Review: James Brown

James Brown, diagnosis Planets: the Distinct Connection IV, doctor 2011.
Oil and pencil on linen.
Courtesy of the artist and Texas Gallery.

James Brown: The Distinct Connection
Texas Gallery
September 20-November 3

Ivory and dense– black forms dance across the walls at Texas Gallery. Vibrating with stillness, James Brown’s painting series Planets: The Distinct Connection offers us a meditation on the cosmic and metaphysical.

Brown creates a rhythm of hundreds of spots that are interconnected by pencil lines, forming a matrix that grounds and reacts to the larger shapes on the picture plane. Like a cartographer of the extraterrestrial, Brown drafts the relation of planets, asteroids, and yawning black holes.

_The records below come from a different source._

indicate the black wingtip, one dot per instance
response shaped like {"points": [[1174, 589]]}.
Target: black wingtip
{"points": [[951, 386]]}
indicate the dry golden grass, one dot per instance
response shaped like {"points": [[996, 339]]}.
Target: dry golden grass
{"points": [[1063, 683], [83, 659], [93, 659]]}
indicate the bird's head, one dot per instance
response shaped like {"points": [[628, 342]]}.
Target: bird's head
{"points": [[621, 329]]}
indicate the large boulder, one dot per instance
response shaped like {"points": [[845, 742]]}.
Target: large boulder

While the artist elects to use a limited palette and nearly all of the shapes could be described as round, he creates ample variety by emphasizing the asymmetry of the larger forms and their placement in the composition. Brown uses untreated linen to support his imagery, achieving an organic physicality that complements his biomorphic shapes.

The larger planetary forms allow the artist’s spontaneity to show; areas caked with impasto freeze Brown’s gesture, while some areas have a thin glaze of paint that creates ghost-like sensations. Passages that appear stain-like up close give the larger forms substance when viewed from afar.

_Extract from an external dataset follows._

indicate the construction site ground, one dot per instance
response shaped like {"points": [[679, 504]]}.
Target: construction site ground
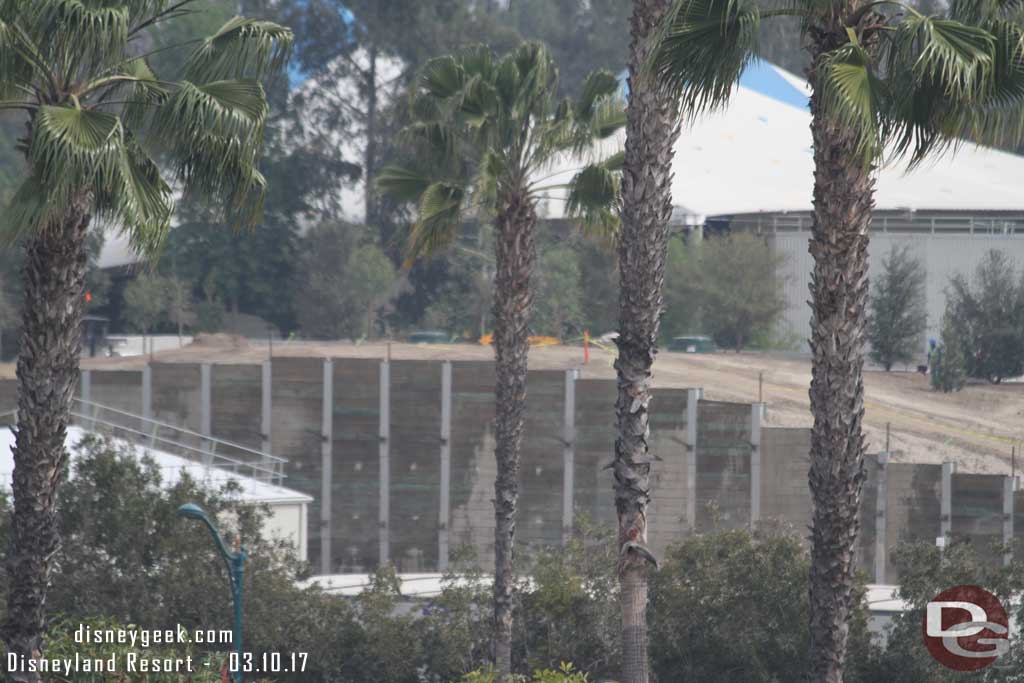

The series Planets: The Distinct Connection is actually the ninth group of a larger series of 81 paintings. Brown was inspired to respond to early 20th century English composer Gustav Holst’s composition The Planets, which was derived from the astrological qualities of the extraterrestrial planets in our solar system.

The inclusion of Brown’s earlier studies at the front of the exhibition space brings a welcome look into his process but also raises more questions. The studies are comparatively small, with the same untreated linen, which is occasionally folded – forming a different sort of network. We can see intimations of the planetary bodies seen throughout the space, but the presence of collaged images of snakes and hands prompts us to ponder his meaning further.

The progression of image size through the exhibition implies a sense of hierarchy. While the studies inform the Planets series, they are actually the preparation for a grand culmination in a tenth painting: The Realm of Chaos and Light: The Soul’s Distinct Connection. With the same vocabulary as the Planets paintings, this piece allows Brown a stunning eight-by-23 feet to show larger relationships between systems of forms. However, the title of this dominating piece suggests the previous nine paintings are part of a larger, heavenly system.

While it could be easy to retreat into formalism when viewing the exhibition, Brown implores us to consider the grander pleroma of what is simultaneously empty and infinite.

-GEOFF SMITH
Geoff Smith is a twenty-something arts enthusiast, printmaker, and occasional curator.